Native Harrow have shared a video for “As It Goes”, the second track to be lifted from their new album Old Kind Of Magic which arrives October 28 via Loose Music, (pre-save/pre-order the album here).
Old Kind of Magic is the fifth long-player from Native Harrow – Stephen Harms and Devin Tuel – and arrives two years after they left Pennsylvania for a new life in Sussex, a journey referenced in “As It Goes”.
I arrived in a new land and I said, “I’m gonna be a brand new version of me”
Take it off, change it all, I wanna see really me
“It is true,” explains Devin. “I arrived in a new land to make a new life and to trust my instincts and after chasing the dream realise I had it in my hands, and what now will I do with it?”
Sonically, “As It Goes” channels 60s technicolour psychedelia: a grainy plastic-soul farfisa organ and a fluorescent charged rock’n’roll electric guitar duel over a concentrated rhythm section against a backdrop of an arcing, cresting soundstage string orchestra.
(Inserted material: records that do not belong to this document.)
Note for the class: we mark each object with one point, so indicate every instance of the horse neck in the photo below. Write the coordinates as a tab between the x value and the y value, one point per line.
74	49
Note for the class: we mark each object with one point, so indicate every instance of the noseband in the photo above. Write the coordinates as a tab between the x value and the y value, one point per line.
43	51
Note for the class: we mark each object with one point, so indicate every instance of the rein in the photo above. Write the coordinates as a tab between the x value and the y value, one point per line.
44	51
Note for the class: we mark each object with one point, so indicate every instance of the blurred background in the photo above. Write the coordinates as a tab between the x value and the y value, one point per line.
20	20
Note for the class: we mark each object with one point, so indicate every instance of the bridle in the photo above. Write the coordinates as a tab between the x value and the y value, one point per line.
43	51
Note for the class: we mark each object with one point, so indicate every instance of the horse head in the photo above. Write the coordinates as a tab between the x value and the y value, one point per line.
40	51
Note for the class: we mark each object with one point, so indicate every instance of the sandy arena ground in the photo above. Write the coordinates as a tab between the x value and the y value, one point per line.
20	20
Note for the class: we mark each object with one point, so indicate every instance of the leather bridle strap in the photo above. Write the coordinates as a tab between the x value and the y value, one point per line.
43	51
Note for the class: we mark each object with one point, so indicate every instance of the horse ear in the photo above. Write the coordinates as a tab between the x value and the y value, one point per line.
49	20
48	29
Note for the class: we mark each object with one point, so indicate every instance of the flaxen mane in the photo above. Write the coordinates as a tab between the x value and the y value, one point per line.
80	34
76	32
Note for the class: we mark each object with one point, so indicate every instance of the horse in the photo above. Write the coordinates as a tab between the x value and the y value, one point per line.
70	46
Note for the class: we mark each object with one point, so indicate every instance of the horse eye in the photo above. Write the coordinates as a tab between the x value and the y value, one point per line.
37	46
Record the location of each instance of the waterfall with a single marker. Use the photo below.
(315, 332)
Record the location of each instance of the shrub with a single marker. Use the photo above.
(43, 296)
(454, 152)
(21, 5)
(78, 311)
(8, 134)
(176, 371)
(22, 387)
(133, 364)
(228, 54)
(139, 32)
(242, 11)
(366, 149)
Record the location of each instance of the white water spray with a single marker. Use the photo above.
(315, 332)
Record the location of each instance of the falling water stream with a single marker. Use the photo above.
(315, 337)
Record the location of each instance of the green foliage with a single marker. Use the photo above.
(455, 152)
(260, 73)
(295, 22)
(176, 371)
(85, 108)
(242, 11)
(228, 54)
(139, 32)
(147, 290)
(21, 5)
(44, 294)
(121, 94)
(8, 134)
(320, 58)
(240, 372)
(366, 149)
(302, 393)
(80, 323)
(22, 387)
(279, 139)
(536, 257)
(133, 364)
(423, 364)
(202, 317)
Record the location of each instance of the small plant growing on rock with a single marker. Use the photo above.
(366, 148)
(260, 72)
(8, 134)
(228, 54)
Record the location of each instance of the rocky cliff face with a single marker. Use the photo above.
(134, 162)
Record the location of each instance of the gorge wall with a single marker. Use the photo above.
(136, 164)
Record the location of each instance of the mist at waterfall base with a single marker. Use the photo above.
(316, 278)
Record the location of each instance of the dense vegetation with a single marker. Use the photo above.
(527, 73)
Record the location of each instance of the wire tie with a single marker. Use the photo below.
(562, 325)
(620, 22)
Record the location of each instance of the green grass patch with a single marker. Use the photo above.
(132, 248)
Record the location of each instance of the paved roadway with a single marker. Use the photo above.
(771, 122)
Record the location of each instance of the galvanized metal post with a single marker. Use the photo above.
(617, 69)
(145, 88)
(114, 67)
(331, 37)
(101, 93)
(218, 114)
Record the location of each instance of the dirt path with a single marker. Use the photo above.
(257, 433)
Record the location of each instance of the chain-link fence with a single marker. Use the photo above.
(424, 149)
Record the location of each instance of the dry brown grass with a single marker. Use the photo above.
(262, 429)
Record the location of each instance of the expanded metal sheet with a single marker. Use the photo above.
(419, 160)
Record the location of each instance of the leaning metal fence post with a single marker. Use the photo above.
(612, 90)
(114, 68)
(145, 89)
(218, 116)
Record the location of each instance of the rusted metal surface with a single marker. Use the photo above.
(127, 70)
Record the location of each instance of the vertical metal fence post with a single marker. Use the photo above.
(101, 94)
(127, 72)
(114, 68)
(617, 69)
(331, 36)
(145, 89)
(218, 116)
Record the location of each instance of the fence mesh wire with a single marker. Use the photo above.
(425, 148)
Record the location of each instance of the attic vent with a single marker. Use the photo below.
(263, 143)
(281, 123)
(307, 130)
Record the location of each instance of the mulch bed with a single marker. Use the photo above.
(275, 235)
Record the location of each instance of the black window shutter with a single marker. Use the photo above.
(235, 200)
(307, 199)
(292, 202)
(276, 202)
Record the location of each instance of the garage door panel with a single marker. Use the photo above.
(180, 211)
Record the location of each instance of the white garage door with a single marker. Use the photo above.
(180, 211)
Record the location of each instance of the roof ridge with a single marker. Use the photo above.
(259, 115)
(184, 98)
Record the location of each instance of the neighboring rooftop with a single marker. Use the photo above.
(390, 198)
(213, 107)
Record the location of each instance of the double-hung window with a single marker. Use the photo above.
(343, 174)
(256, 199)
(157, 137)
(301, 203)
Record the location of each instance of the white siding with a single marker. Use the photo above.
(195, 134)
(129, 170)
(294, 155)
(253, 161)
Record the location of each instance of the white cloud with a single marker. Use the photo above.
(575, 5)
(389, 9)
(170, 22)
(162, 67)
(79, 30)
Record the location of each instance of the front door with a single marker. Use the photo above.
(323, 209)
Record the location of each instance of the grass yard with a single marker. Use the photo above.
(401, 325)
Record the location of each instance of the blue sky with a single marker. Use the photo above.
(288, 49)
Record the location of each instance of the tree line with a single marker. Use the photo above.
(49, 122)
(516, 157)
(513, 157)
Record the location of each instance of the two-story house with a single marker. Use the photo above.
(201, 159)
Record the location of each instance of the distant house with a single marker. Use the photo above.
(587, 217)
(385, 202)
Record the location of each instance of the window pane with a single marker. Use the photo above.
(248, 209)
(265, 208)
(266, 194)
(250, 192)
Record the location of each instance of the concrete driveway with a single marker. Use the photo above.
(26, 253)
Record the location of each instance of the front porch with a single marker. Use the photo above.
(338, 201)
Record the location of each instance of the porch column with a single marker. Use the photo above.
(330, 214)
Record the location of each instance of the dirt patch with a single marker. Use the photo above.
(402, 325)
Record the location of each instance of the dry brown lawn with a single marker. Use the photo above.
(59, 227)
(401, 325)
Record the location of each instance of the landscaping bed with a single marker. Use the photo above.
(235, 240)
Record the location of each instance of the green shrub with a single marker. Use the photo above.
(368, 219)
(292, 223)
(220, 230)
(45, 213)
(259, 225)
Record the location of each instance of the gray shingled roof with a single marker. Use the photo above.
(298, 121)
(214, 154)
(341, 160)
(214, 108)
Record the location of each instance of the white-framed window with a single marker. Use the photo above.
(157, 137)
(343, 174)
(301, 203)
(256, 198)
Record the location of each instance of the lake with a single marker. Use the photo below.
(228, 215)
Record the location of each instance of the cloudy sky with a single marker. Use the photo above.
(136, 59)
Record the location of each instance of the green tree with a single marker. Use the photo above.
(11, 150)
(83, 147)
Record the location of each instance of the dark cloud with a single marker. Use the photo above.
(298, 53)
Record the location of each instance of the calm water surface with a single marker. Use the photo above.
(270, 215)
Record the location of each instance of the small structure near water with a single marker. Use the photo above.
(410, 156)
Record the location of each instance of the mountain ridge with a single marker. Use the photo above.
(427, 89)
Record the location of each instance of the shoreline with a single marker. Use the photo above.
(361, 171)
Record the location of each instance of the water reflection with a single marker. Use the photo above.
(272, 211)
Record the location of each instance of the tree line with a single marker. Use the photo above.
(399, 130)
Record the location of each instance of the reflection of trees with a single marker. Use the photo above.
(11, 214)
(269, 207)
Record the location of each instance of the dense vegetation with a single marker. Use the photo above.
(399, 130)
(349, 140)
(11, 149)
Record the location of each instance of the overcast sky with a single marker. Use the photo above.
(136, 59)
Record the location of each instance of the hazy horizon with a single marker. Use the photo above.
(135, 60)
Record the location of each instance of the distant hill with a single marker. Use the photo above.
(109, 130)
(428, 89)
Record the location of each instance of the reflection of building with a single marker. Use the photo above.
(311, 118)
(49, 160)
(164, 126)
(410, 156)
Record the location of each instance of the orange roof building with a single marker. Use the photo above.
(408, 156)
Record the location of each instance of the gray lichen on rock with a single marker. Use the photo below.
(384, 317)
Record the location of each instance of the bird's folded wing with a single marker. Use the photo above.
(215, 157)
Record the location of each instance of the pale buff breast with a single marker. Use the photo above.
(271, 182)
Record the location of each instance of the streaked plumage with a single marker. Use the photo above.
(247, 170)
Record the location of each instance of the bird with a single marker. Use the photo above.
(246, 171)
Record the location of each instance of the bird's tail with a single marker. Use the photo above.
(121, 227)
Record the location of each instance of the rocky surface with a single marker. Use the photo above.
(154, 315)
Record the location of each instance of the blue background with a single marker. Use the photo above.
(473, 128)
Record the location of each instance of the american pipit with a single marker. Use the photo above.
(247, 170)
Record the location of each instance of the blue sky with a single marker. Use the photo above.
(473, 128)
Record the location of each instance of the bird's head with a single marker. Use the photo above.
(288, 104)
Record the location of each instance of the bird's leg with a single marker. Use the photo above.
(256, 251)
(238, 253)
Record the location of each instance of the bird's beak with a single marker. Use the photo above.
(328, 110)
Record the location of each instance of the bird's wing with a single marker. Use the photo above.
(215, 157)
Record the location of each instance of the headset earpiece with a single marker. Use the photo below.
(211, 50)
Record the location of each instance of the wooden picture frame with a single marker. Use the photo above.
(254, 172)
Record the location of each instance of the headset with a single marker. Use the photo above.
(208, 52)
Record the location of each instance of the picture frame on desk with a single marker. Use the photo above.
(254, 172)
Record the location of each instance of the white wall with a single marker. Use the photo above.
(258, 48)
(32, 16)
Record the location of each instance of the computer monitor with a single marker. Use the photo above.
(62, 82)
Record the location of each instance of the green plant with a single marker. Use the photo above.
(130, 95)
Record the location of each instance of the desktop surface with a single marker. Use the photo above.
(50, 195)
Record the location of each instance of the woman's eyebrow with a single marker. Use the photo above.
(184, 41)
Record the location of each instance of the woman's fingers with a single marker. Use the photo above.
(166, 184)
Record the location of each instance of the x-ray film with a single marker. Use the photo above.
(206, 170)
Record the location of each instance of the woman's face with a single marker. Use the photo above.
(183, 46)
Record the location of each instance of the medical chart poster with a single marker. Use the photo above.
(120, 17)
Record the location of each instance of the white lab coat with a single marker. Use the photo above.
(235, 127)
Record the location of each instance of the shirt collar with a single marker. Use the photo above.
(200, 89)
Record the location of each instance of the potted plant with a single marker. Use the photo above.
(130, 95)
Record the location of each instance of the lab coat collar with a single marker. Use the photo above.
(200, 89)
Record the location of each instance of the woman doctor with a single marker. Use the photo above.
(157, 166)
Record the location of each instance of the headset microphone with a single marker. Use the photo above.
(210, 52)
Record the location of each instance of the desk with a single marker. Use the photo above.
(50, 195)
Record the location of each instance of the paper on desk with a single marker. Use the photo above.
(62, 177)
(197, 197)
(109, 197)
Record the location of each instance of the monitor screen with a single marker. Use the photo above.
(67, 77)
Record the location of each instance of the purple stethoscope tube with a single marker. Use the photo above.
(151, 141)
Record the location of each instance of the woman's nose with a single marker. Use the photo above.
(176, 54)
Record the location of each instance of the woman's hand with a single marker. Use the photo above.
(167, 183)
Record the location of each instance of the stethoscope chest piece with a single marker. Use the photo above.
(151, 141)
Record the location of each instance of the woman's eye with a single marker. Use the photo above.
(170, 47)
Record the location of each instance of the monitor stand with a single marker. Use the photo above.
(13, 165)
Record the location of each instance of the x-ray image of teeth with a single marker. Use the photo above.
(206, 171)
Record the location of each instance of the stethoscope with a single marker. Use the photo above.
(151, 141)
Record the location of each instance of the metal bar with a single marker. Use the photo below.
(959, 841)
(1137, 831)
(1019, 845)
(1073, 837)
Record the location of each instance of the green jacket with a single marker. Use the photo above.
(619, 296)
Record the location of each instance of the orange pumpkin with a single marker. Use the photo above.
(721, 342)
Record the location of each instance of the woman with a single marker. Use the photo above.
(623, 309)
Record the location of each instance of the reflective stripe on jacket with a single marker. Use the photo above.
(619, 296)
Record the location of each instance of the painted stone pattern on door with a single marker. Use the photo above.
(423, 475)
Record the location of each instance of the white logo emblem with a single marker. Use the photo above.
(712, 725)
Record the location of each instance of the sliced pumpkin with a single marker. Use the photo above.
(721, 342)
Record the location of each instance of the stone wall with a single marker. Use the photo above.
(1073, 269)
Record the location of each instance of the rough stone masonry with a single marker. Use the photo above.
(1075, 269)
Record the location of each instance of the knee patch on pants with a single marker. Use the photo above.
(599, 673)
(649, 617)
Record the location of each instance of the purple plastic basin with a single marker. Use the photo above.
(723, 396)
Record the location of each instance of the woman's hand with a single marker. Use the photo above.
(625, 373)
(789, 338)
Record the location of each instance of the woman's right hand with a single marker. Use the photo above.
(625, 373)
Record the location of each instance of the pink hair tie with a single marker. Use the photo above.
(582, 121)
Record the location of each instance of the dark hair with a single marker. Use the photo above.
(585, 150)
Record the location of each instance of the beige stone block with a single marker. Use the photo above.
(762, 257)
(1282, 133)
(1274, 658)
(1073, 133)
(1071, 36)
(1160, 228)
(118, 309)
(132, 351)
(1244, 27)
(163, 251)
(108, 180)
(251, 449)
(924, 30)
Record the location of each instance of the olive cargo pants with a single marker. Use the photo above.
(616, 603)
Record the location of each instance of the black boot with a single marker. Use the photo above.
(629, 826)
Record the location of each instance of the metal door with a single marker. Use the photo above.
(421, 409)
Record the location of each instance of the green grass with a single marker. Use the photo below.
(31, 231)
It’s a soundtrack for snaking around Sunset around midnight, neon lights ricocheting through the dark corners of the canyon.
The video for “As It Goes” was partially inspired by Joe Massot’s 1968 British psychedelic film ‘Wonderwall’. “Imagine yourself peeking through a crack in the wall of your flat and gazing upon an alternate time and space; brighter, more colourful, more exciting. Is it a daydream or is it a delusion?” comments Stephen. “It’s Wonderwall meets Fillmore West liquid light show meets Native Harrow.”
Their new album is described as their most sweepingly expansive and delicately intimate album to date.